Späte Folgen (Schauungen & Prophezeiungen)

Frank Zintl @, Dienstag, 20.08.2019, 09:49 (vor 1704 Tagen) @ Explorer (2541 Aufrufe)

Hallo

Ich habe es andernorts schon wiederholt geschrieben,
und ich schreibe es auch hier gern noch einmal:

Egal ob grosse Plastikteile im Meer oder in der Natur
oder Mikropartikel, die sich wegen ihrer Leichtigkeit
überall verbreiten - wir ernten alle die Früchte einer
katastrophalen strategischen Felhentscheidung der
70-er Jahre.

Damals - unter dem Eindruck der ersten Ölkrise - entschied
man, dass der Plastikmüll nicht mehr verbrannt, sondern
rückgewonnen und wiederverwertet werden soll. Man war
der Ansicht, die Plastikstoffe (Polymere aus Erdöl) seien
zu wertvoll zum Verbrennen.

Was man nicht bedacht oder vielmehr unterschätzt hatte,
das sind die immensen technischen Probleme einer Wieder-
verwertung:

Eine Wiederverwertung setzt nämllich voraus, dass man die
Kunststoffe nach "Sorten" auftrennen kann, also nach den
molekularen Bestandteilen, die die einzelnen Kunststoffarten
(Polymeren) ausmachen.

Das ist NICHT möglich.

Kunststoffe bestehen aus etwa zwei Dutzend verschiedenen
Grundpolymerarten. Ihre Namen fangen fast imemr mit "Poly"
an. Das bedeutet, dass sie sich aus Makromolekülen zusammen-
setzen die lange kettenartige Anordnungen der immer gleichen
Grundmoleküle (Monmere) sind. Aber nur im einfachsten Fall:

Beispiele (unvollständige Liste):

Polyacrylate
Polyester
Polyethylen/Polypropylen (PE/PP)
Polyvinylchlorid (PVC)
Polyurethane
Polyamide
Polycarbonate

Diese verschiedenen Kunststoffarten müssten voneinander getrennt
und dann jeder für sich aufgearbeitet werden. Schon das geht
nicht. Physikalische Methoden sind unzureichend.
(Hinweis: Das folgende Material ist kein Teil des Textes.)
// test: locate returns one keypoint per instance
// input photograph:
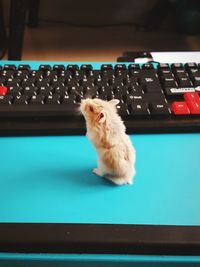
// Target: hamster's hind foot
(120, 181)
(97, 172)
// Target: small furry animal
(106, 131)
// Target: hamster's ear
(114, 102)
(101, 117)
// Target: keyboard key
(45, 67)
(145, 93)
(3, 90)
(180, 108)
(193, 102)
(6, 99)
(178, 91)
(58, 67)
(30, 90)
(24, 67)
(53, 99)
(106, 67)
(9, 67)
(21, 100)
(139, 108)
(159, 108)
(122, 109)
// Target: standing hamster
(106, 131)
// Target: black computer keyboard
(43, 100)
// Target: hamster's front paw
(97, 172)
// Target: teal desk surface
(50, 180)
(47, 182)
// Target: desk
(55, 212)
(48, 180)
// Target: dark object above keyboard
(153, 98)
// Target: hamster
(106, 131)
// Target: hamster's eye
(91, 109)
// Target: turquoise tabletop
(50, 179)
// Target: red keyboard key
(180, 108)
(191, 97)
(193, 102)
(3, 90)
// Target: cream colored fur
(106, 131)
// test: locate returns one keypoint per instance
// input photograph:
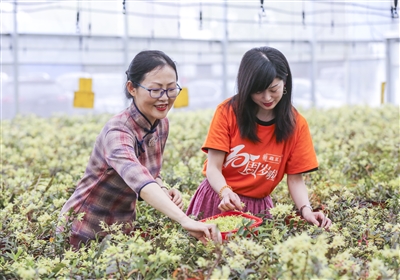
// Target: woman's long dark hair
(257, 70)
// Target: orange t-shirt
(255, 169)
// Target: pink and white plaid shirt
(127, 155)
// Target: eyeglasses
(158, 92)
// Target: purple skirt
(205, 203)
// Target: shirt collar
(140, 119)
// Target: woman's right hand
(202, 231)
(230, 201)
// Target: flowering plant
(357, 185)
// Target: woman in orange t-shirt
(255, 138)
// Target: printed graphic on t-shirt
(247, 164)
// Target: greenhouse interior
(66, 78)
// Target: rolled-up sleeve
(119, 153)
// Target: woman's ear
(131, 89)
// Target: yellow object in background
(183, 99)
(84, 97)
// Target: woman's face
(267, 99)
(154, 108)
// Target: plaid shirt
(127, 156)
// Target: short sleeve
(302, 158)
(219, 133)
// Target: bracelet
(220, 191)
(302, 207)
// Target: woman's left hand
(317, 218)
(175, 196)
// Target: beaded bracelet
(220, 191)
(302, 207)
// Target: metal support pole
(224, 52)
(15, 59)
(389, 98)
(126, 61)
(313, 59)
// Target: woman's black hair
(257, 70)
(145, 62)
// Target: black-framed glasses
(158, 92)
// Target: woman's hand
(202, 231)
(316, 218)
(230, 201)
(175, 196)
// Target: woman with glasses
(126, 159)
(255, 138)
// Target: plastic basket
(226, 234)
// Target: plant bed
(229, 222)
(288, 219)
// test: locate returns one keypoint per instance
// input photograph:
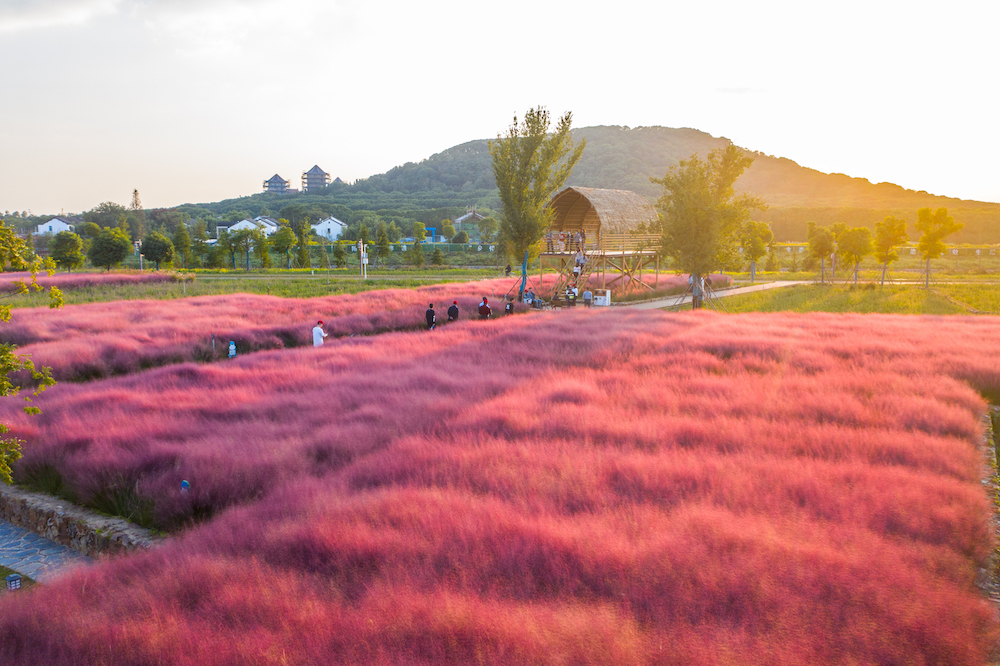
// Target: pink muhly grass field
(8, 281)
(589, 487)
(95, 340)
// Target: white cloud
(18, 16)
(232, 28)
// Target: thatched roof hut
(596, 211)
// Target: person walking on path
(318, 334)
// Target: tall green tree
(419, 232)
(854, 245)
(755, 239)
(110, 248)
(182, 244)
(890, 233)
(106, 214)
(702, 214)
(529, 165)
(14, 254)
(243, 239)
(66, 249)
(302, 245)
(417, 255)
(382, 246)
(136, 217)
(821, 246)
(158, 248)
(262, 248)
(936, 226)
(199, 241)
(339, 255)
(227, 243)
(284, 240)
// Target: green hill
(625, 158)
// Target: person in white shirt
(318, 334)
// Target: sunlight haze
(201, 101)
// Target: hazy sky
(201, 100)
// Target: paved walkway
(673, 301)
(34, 556)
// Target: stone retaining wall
(82, 530)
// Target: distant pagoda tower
(276, 184)
(315, 179)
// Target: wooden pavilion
(608, 226)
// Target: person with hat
(318, 334)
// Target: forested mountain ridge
(626, 158)
(446, 183)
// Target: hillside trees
(529, 165)
(109, 248)
(755, 239)
(854, 245)
(890, 233)
(66, 249)
(702, 214)
(936, 226)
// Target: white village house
(57, 224)
(329, 228)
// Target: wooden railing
(627, 242)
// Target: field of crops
(580, 487)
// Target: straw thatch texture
(597, 210)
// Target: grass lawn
(863, 299)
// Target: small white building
(57, 224)
(329, 228)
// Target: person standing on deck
(318, 334)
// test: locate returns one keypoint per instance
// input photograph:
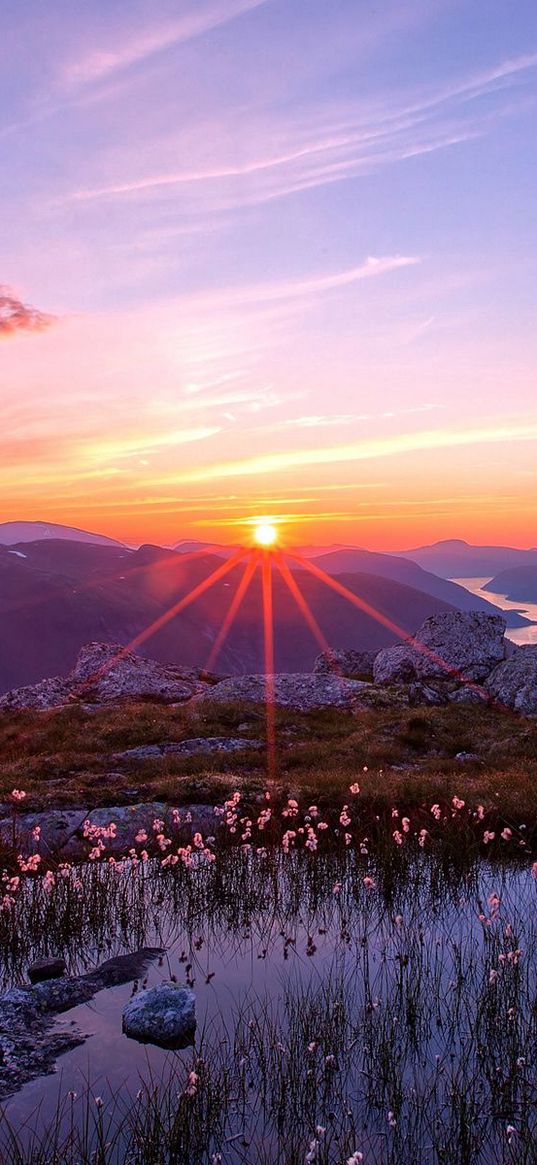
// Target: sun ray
(268, 640)
(292, 586)
(168, 615)
(249, 570)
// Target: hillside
(454, 558)
(13, 532)
(62, 594)
(518, 584)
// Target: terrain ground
(66, 757)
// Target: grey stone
(395, 665)
(46, 968)
(302, 692)
(461, 644)
(514, 682)
(188, 748)
(163, 1015)
(350, 663)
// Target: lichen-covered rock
(345, 663)
(303, 692)
(106, 672)
(48, 693)
(514, 682)
(460, 643)
(188, 748)
(163, 1015)
(395, 665)
(110, 672)
(452, 645)
(42, 969)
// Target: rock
(48, 693)
(106, 672)
(188, 748)
(395, 665)
(163, 1015)
(422, 693)
(514, 682)
(468, 696)
(56, 828)
(452, 645)
(345, 663)
(303, 692)
(29, 1046)
(46, 968)
(460, 643)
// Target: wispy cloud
(364, 451)
(318, 146)
(16, 316)
(101, 63)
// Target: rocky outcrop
(302, 692)
(71, 835)
(163, 1015)
(351, 664)
(514, 682)
(186, 748)
(106, 672)
(395, 665)
(453, 645)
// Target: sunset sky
(280, 259)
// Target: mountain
(13, 532)
(402, 570)
(456, 559)
(56, 595)
(518, 584)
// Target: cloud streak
(16, 316)
(364, 451)
(104, 63)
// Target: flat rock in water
(452, 645)
(163, 1015)
(302, 691)
(46, 968)
(345, 663)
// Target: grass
(59, 757)
(415, 1042)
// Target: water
(391, 982)
(518, 635)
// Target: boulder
(188, 748)
(302, 692)
(163, 1015)
(42, 969)
(460, 643)
(112, 673)
(345, 663)
(395, 665)
(452, 647)
(514, 682)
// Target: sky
(269, 258)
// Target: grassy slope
(61, 757)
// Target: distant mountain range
(57, 594)
(456, 559)
(518, 584)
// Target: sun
(265, 534)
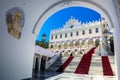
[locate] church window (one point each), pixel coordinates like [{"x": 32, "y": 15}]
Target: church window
[
  {"x": 71, "y": 34},
  {"x": 60, "y": 35},
  {"x": 56, "y": 37},
  {"x": 90, "y": 31},
  {"x": 83, "y": 32},
  {"x": 51, "y": 37},
  {"x": 96, "y": 30},
  {"x": 65, "y": 35},
  {"x": 77, "y": 33}
]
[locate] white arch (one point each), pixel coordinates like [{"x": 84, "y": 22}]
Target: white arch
[
  {"x": 82, "y": 3},
  {"x": 111, "y": 18}
]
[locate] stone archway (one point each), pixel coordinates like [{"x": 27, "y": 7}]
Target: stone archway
[
  {"x": 97, "y": 42},
  {"x": 71, "y": 44},
  {"x": 90, "y": 42},
  {"x": 77, "y": 44},
  {"x": 109, "y": 16}
]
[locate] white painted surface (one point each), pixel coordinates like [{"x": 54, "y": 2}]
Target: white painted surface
[{"x": 16, "y": 56}]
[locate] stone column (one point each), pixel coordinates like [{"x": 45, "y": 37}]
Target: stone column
[
  {"x": 40, "y": 56},
  {"x": 117, "y": 50}
]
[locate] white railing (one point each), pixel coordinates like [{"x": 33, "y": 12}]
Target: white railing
[
  {"x": 54, "y": 56},
  {"x": 51, "y": 61},
  {"x": 98, "y": 50}
]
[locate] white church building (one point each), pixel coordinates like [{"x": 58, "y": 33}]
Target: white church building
[{"x": 76, "y": 37}]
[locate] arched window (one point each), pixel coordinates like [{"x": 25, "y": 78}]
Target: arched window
[
  {"x": 65, "y": 35},
  {"x": 83, "y": 32},
  {"x": 77, "y": 33},
  {"x": 60, "y": 35},
  {"x": 96, "y": 30},
  {"x": 56, "y": 37},
  {"x": 71, "y": 34},
  {"x": 90, "y": 31},
  {"x": 51, "y": 37}
]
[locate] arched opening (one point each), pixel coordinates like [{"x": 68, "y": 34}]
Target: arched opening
[
  {"x": 36, "y": 64},
  {"x": 96, "y": 42},
  {"x": 77, "y": 43},
  {"x": 65, "y": 45},
  {"x": 71, "y": 44},
  {"x": 90, "y": 43}
]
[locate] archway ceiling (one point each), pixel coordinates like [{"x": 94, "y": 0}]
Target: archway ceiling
[{"x": 70, "y": 3}]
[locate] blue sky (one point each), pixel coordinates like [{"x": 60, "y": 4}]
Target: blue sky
[{"x": 58, "y": 19}]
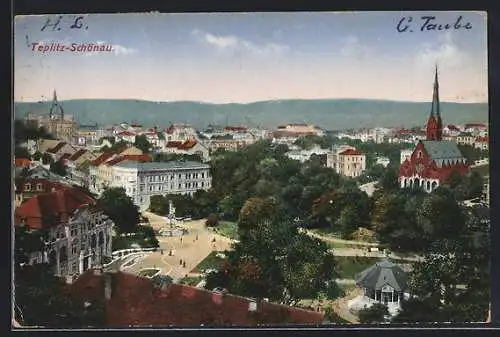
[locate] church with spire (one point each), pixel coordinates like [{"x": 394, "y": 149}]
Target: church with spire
[
  {"x": 433, "y": 160},
  {"x": 56, "y": 123}
]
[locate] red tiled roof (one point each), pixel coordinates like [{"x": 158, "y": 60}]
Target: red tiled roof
[
  {"x": 170, "y": 130},
  {"x": 131, "y": 157},
  {"x": 56, "y": 148},
  {"x": 50, "y": 209},
  {"x": 350, "y": 152},
  {"x": 475, "y": 125},
  {"x": 102, "y": 158},
  {"x": 77, "y": 154},
  {"x": 126, "y": 133},
  {"x": 280, "y": 133},
  {"x": 22, "y": 162},
  {"x": 137, "y": 301},
  {"x": 188, "y": 144},
  {"x": 47, "y": 185},
  {"x": 174, "y": 143}
]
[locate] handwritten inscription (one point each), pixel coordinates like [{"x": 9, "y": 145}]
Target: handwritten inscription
[
  {"x": 71, "y": 22},
  {"x": 430, "y": 23}
]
Ein Sortiersystem
würde die SCHNELLE Wiedererkennung der einzelnen Sorten erfordern,
im Millisekundenbereich, damit ein Verfahren funktionieren kann.

Damit aber noch lang nicht fertig:

Es gibt massenweise Plastiksorten, in denen mehrere dieser
Sorten auf molekularem Niveau untrennbar miteinander (Copolymere)
oder mit anderen Werkstoffen (Verbundwerkstoffe) verquickt sind.

Da ist Schluss für jede halbwegs verfahrenstaugliche Aufarbeitung.

Zum Vergleich:

Die Verbrenungsanlage nimmt einfach alles und gewinnt dabei die in
den Kunststoffen reichlich gelagerte chemische Energie in Form von
wertvoller Prozesswärme, die sich zu Strom machen oder für Fernwärme
nutzen lässt.

Heutige modern ausgestattete MVAs (Müllverbrennungsanlagen) schaffen
das mühelos. Allenfalls PVC müsste aussortiert werden, wegen des
hohen Chloranteils und des Risikos für Dioxinbildung. Aber auch das
lässt sich mittlerweile beherrschen.

Der Chemiker hat gesprochen.

Wenn wir heute Plastik fressen und einschnaufen und die gesamte
Biosphäre zwingen das Gleiche zu tun, dann haben wir das nicht nur der
völlig ausgeuferten Plastiknutzung zu verdanken, sondern vor allem der
strategischen Fehlentscheidung vor knapp 50 Jahren.